The faster order-0 rans with static frequencies and heavily optimised C (including some inline asm to force it to use cmov), loop unrolling, etc, shows a bigger gap:
Code:
$ time node ../javascript/main_rans4x16.js -o 0 /dev/shm/enwik8 > /dev/shm/_.enc; time node ../javascript/main_rans4x16.js -d /dev/shm/_.enc > /dev/shm/_.out; ls -l /dev/shm
Compress order 0, 100000000 => 63632618
real 0m1.777s
user 0m1.709s
sys 0m0.084s
Decompress 63632618 => 100000000
real 0m1.018s
user 0m0.946s
sys 0m0.080s
total 257464
-rw-r--r-- 1 jkb team117 63632618 Jun 17 21:11 _.enc
-rw-r--r-- 1 jkb team117 100000000 Jun 17 21:11 _.out
-rw-r----- 1 jkb team117 100000000 Jun 17 21:06 enwik8
vs C
Code:
$ time ./tests/rans4x16pr -o0 /dev/shm/enwik8 > /dev/shm/_.enc; time ./tests/rans4x16pr -d /dev/shm/_.enc > /dev/shm/_.out; ls -l /dev/shm
Took 384988 microseconds, 259.7 MB/s
real 0m0.405s
user 0m0.394s
sys 0m0.014s
Took 184316 microseconds, 542.5 MB/s
real 0m0.200s
user 0m0.164s
sys 0m0.036s
total 257464
-rw-r--r-- 1 jkb team117 63634172 Jun 17 21:10 _.enc
-rw-r--r-- 1 jkb team117 100000000 Jun 17 21:10 _.out
-rw-r----- 1 jkb team117 100000000 Jun 17 21:06 enwik8
So that's 4-5x speed difference. It widens even more for order-1 rans, but as I say the javascript code has no loop unrolling and minimal nods to efficiency. It's strictly designed to be as close to the specification as possible and hence it's an easy to follow algorithmic piece. Unlike the C code which is a total mess!

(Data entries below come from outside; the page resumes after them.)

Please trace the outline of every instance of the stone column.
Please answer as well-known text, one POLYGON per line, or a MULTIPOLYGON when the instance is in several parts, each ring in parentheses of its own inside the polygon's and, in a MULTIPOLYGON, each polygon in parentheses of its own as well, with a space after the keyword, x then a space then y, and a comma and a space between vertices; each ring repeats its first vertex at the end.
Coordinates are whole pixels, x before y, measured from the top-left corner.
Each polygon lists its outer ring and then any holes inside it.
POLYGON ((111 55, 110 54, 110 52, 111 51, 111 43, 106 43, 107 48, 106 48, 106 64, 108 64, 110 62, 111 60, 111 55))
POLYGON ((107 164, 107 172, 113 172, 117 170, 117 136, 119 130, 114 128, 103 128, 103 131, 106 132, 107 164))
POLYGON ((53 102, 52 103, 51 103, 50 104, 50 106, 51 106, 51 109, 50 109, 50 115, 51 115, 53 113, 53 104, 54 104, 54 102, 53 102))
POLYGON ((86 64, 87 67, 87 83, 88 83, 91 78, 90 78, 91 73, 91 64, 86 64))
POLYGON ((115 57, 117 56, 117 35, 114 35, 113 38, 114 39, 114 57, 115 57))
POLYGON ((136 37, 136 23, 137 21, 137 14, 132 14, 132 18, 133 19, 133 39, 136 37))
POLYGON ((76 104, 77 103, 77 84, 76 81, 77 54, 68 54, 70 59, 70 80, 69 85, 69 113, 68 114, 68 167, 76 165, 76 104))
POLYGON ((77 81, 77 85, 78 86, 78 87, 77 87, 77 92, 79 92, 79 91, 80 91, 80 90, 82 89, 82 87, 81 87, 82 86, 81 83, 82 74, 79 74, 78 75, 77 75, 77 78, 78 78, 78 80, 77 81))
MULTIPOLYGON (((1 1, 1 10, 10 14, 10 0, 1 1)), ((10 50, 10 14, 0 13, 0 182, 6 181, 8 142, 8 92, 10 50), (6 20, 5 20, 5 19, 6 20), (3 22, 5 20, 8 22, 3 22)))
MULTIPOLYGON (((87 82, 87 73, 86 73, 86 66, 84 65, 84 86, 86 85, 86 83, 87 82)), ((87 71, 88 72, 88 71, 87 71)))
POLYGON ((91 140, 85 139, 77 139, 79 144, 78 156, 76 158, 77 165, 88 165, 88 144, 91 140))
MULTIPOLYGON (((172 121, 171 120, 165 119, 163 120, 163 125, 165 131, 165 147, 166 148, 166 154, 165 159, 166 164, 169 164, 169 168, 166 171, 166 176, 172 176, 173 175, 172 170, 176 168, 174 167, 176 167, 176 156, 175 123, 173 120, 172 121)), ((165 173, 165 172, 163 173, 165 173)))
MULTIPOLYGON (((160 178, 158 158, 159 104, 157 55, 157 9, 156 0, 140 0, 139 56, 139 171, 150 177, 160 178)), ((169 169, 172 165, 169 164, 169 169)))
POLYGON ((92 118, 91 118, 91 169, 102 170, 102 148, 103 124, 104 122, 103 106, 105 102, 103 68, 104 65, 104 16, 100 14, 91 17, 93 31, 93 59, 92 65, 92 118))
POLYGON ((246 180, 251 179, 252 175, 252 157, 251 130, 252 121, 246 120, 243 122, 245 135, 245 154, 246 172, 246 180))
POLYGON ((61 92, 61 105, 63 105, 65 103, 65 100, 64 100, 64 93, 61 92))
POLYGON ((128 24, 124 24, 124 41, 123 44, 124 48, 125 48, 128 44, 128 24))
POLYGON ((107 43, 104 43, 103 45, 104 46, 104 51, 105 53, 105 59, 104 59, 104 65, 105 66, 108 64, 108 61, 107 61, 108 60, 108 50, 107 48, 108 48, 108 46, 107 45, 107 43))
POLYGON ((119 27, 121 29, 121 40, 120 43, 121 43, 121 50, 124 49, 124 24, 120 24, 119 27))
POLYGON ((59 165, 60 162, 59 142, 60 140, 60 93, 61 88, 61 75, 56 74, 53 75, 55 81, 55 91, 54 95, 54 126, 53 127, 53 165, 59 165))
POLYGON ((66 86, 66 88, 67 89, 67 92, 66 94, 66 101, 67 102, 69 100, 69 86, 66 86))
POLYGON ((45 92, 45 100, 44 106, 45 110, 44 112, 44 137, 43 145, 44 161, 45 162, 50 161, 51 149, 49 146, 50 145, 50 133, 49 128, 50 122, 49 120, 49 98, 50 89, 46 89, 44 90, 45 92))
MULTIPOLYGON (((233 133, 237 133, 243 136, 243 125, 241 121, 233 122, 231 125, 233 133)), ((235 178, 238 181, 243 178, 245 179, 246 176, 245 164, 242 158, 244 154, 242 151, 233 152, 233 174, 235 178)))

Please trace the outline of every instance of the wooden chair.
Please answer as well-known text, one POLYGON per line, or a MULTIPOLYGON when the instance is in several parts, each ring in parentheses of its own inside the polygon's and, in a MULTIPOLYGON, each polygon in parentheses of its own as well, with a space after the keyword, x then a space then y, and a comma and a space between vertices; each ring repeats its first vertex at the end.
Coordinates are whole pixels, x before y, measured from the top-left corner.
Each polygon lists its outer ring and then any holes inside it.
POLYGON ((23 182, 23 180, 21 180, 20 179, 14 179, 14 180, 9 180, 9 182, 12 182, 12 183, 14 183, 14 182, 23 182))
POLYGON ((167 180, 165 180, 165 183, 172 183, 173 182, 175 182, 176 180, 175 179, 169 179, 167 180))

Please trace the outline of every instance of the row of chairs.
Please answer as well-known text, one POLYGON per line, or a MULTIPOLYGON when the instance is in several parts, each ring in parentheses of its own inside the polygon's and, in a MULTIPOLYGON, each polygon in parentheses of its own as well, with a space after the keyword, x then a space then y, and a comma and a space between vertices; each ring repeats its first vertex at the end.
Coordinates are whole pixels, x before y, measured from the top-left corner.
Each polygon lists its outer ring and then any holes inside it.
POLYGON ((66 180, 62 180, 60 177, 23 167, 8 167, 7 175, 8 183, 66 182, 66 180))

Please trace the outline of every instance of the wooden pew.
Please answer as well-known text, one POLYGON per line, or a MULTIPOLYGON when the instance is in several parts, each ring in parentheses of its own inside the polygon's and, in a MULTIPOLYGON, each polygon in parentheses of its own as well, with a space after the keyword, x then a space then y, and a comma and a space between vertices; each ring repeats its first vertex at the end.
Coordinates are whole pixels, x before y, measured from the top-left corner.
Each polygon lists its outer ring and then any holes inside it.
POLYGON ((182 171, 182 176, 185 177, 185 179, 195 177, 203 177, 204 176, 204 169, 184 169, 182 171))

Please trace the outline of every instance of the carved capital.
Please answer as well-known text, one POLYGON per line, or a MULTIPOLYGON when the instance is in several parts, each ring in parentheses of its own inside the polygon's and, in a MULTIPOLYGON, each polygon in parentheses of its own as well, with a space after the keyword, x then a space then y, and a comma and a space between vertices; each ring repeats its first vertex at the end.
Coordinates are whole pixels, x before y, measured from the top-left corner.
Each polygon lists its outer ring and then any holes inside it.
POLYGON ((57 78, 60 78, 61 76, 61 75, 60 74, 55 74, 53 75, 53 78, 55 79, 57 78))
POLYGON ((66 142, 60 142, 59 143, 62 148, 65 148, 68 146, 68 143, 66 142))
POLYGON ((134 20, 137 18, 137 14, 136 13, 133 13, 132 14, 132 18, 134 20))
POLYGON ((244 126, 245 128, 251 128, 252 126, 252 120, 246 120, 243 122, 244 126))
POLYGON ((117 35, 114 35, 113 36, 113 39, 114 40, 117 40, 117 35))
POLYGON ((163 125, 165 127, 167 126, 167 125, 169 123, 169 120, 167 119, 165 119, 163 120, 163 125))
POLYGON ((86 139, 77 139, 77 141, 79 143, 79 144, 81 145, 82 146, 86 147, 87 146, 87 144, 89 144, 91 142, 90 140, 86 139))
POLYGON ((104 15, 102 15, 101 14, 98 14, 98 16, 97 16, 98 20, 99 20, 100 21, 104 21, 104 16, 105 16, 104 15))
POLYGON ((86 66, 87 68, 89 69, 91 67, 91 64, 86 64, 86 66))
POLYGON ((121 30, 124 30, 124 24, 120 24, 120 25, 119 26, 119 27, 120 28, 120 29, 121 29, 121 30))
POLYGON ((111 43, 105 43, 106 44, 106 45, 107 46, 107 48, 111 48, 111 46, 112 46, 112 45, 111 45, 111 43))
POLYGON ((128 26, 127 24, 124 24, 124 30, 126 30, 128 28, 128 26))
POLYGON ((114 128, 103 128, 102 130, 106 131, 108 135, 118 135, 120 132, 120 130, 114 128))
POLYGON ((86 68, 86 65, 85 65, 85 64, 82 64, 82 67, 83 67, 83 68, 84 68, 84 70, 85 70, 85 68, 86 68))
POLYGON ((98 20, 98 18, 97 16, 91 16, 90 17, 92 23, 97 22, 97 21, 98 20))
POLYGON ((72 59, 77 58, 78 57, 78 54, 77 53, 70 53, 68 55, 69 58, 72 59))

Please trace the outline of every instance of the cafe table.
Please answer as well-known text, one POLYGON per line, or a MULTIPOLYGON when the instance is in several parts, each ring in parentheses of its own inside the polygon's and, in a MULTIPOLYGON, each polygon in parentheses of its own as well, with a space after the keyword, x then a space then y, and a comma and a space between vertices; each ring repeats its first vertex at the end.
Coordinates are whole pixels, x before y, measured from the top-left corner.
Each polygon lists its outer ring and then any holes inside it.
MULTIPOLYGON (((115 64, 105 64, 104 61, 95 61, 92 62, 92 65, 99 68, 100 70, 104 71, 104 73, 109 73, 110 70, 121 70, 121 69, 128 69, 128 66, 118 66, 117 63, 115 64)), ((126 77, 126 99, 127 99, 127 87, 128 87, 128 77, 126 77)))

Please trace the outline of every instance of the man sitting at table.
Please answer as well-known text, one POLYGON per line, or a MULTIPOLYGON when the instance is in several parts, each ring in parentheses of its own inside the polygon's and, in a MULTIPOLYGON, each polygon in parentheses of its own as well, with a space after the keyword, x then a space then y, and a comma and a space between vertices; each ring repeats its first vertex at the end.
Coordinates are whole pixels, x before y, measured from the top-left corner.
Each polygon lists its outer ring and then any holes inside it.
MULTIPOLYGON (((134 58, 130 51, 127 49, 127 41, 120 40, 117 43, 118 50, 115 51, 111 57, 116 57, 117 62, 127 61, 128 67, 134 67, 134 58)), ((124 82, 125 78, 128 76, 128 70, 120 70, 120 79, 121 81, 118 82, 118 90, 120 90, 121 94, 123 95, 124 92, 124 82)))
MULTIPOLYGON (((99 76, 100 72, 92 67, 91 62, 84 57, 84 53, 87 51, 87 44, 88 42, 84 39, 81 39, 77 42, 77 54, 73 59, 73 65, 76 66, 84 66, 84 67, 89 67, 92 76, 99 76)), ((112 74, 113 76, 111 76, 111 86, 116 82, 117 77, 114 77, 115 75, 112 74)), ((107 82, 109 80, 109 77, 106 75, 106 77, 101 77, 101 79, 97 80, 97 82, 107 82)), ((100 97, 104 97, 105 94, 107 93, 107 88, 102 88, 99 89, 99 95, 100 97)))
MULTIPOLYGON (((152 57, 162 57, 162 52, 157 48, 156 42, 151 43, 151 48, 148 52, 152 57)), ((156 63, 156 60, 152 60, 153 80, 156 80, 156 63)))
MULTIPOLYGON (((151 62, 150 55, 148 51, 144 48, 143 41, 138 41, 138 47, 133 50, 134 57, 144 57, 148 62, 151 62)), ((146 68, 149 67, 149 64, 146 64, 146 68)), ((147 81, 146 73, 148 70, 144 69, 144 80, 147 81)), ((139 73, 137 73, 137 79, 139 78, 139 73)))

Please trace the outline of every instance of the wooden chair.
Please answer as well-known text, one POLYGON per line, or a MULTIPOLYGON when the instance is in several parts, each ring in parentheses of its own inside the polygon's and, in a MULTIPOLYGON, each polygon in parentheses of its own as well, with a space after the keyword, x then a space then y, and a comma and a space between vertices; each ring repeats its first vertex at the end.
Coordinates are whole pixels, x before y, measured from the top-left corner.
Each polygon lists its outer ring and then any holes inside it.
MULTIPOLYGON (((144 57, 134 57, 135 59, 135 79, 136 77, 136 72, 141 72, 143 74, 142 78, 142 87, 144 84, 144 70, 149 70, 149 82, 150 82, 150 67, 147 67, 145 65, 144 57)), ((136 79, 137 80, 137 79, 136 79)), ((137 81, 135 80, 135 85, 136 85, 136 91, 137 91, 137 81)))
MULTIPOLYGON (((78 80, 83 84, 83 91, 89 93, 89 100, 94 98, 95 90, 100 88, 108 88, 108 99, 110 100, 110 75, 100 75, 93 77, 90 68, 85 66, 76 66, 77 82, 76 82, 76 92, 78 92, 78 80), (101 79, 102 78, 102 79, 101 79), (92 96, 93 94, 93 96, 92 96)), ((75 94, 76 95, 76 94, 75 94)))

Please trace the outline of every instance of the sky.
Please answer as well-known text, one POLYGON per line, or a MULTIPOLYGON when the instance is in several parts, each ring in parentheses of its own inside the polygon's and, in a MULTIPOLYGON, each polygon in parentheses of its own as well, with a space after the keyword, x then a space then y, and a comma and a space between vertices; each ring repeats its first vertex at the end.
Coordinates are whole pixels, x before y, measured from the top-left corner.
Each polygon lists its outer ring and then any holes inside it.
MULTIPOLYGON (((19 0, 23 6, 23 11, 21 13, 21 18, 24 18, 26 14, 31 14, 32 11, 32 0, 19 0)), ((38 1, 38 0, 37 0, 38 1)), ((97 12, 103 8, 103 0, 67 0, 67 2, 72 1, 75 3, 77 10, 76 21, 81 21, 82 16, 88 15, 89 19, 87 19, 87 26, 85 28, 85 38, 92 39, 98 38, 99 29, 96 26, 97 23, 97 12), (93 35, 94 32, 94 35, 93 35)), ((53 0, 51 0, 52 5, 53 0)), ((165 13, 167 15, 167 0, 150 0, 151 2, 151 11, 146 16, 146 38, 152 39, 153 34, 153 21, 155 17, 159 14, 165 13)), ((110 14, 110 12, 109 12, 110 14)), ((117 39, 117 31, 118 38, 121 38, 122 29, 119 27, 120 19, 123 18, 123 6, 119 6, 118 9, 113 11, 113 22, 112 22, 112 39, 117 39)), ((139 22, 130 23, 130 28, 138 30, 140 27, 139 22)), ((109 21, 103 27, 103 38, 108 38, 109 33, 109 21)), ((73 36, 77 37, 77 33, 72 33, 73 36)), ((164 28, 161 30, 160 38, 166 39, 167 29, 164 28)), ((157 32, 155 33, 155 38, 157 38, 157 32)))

Eg the order-1 rans javascript decode inner loop is:
Code:
// Main decode loop
var output = new Buffer.allocUnsafe(nbytes);
for (var i = 0; i < nbytes; i++) {
var i4 = i%4;
var f = RansGetCumulativeFreq(R[i4], 12);
var s = C2S[f]; // Equiv to RansGetSymbolFromFreq(C, f);
output[i] = s;
R[i4] = RansAdvanceStep(R[i4], C[s], F[s], 12);
R[i4] = RansRenorm(src, R[i4]);
}
The C version of the same function is:
Code:
for (i = 0; cp < cp_end-8 && i < (out_sz&~7); i+=8) {
for (j = 0; j < 8; j+=4) {
RansState m0 = RansDecGet(&R[0], TF_SHIFT);
RansState m1 = RansDecGet(&R[1], TF_SHIFT);
R[0] = sfreq[m0] * (R[0] >> TF_SHIFT) + sbase[m0];
R[1] = sfreq[m1] * (R[1] >> TF_SHIFT) + sbase[m1];
RansDecRenorm(&R[0], &cp);
RansDecRenorm(&R[1], &cp);
out[i+j+0] = ssym[m0];
out[i+j+1] = ssym[m1];
RansState m3 = RansDecGet(&R[2], TF_SHIFT);
RansState m4 = RansDecGet(&R[3], TF_SHIFT);
R[2] = sfreq[m3] * (R[2] >> TF_SHIFT) + sbase[m3];
R[3] = sfreq[m4] * (R[3] >> TF_SHIFT) + sbase[m4];
out[i+j+2] = ssym[m3];
out[i+j+3] = ssym[m4];
RansDecRenorm(&R[2], &cp);
RansDecRenorm(&R[3], &cp);
}
}
// remainder
for (; i < out_sz; i++) {
RansState m = RansDecGet(&R[i%4], TF_SHIFT);
R[i%4] = sfreq[m] * (R[i%4] >> TF_SHIFT) + sbase[m];
out[i] = ssym[m];
RansDecRenormSafe(&R[i%4], &cp, cp_end+8);
}

Credit to the V8 JIT engine that it gets remotely close.